WSU says med school will open in fall 2017

  • Even as the Legislature continues to debate how much money it will appropriate toward a new medical school, WSU is moving forward.
  • By NICHOLAS K. GERANIOS
    Associated Press

    SPOKANE — Washington State University is moving ahead with plans to launch its own medical school in Spokane, President Elson Floyd said Monday.

    WSU has launched a search for a founding dean of its medical school, and plans to hold its first classes in the fall of 2017, Floyd said.

    “Medical education is alive and well in Spokane,” Floyd said at a news conference on the campus of WSU Spokane, where the new medical school would be located.
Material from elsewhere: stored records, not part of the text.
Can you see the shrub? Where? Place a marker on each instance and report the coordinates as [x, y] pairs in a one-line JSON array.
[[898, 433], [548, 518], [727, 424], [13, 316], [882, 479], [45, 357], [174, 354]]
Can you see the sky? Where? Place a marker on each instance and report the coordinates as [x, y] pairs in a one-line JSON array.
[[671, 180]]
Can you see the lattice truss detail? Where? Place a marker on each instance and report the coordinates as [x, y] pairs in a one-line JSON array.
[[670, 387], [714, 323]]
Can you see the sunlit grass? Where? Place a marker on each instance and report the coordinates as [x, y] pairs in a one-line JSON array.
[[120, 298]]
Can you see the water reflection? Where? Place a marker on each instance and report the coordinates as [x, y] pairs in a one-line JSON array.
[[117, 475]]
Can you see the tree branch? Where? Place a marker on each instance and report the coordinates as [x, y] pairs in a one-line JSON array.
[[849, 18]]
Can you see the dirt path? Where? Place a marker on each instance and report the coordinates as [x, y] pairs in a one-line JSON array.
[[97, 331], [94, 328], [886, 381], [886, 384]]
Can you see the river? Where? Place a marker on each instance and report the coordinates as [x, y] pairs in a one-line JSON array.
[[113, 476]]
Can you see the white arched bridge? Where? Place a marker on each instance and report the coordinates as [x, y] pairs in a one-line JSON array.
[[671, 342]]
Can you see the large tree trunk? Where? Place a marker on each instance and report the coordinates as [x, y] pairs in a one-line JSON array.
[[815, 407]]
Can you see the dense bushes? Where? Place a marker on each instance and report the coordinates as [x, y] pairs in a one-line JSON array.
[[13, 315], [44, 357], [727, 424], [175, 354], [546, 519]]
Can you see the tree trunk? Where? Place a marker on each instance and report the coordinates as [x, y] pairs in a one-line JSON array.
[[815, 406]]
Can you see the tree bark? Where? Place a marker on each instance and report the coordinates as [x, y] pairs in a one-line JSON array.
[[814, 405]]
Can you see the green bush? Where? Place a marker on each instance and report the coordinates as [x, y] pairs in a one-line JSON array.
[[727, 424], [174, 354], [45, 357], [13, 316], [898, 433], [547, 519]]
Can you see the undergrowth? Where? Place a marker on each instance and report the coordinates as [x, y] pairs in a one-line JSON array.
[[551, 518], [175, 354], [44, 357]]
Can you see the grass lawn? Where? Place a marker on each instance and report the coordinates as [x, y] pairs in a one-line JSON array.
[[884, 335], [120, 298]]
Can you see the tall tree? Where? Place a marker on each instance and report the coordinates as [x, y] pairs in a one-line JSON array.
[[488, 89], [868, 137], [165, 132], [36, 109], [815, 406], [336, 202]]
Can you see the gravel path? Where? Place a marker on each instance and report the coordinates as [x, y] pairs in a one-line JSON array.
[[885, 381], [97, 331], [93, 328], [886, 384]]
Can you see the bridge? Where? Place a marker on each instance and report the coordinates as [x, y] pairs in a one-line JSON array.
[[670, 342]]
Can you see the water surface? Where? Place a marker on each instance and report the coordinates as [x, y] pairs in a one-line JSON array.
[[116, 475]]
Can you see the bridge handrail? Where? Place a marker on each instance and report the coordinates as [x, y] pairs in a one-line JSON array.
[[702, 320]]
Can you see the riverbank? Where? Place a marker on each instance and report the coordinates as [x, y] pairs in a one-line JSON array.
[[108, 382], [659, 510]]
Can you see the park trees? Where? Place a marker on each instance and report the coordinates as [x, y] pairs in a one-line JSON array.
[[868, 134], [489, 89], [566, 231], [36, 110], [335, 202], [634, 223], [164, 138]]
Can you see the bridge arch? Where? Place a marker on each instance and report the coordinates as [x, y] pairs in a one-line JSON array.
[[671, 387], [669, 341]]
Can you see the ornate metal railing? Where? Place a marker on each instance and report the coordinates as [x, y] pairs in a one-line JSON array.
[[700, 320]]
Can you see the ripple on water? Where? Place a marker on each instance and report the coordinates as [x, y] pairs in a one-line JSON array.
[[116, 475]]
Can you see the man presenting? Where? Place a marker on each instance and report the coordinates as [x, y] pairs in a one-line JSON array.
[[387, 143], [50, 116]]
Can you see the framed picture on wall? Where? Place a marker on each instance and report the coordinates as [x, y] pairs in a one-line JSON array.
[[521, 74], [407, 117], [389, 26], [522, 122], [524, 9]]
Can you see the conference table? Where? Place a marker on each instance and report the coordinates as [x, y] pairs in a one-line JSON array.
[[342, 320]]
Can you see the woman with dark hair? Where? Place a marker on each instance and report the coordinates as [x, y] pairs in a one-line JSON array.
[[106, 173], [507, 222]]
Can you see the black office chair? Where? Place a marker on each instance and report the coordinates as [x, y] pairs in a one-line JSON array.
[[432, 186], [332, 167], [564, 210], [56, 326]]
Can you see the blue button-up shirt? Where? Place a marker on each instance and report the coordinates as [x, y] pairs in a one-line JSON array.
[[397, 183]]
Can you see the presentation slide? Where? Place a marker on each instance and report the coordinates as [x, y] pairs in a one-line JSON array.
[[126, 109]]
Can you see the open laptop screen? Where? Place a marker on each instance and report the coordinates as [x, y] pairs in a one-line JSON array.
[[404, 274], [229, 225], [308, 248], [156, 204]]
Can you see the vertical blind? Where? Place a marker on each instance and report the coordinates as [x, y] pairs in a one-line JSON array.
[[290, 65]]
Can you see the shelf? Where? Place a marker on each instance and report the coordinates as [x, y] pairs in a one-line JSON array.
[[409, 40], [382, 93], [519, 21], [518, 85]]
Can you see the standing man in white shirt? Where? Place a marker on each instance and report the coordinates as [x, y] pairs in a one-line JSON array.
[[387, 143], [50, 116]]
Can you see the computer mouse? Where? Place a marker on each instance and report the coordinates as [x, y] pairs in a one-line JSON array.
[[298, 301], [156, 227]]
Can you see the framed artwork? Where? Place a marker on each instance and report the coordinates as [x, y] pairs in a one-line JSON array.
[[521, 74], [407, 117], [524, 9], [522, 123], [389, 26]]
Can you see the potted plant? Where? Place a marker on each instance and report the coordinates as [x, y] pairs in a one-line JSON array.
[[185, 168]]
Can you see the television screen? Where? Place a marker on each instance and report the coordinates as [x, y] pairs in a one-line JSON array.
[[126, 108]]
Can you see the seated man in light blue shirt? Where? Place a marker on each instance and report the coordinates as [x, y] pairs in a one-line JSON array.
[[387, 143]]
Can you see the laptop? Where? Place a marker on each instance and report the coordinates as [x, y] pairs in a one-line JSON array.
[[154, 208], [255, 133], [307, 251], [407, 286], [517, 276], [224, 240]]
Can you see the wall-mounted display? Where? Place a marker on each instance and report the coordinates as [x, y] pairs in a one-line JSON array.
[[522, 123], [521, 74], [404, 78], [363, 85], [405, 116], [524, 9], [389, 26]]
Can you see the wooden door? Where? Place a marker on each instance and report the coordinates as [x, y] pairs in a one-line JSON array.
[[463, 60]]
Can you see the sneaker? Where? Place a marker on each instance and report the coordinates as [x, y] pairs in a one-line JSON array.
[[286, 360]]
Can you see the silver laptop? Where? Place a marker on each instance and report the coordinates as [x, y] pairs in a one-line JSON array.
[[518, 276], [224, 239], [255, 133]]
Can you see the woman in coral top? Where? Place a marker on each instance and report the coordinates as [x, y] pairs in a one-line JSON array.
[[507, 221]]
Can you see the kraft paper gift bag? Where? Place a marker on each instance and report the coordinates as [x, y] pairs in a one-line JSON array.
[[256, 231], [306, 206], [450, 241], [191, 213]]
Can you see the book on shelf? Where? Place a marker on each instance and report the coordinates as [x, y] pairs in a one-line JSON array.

    The state Legislature this year changed a state law that had given the rival University of Washington sole authority to operate a public medical school in Washington. Even as the Legislature continues to debate how much money it will appropriate toward a new medical school, WSU is moving forward with its plans, Floyd said.

    The school has an ambitious timeline that calls for gaining preliminary national accreditation next spring, provisional accreditation in 2018 and full accreditation in the fall of 2020.

    At the same time, it will begin recruiting medical students in the summer of 2016, and graduate its first class of medical students by the spring of 2021.

    Washington State officials contend the state suffers from a severe shortage of physicians, especially in rural areas.

    Washington State's plan calls for medical students to spend their first two years in Spokane, then two more years at WSU campuses in the Tri-Cities, Vancouver, Everett or Spokane.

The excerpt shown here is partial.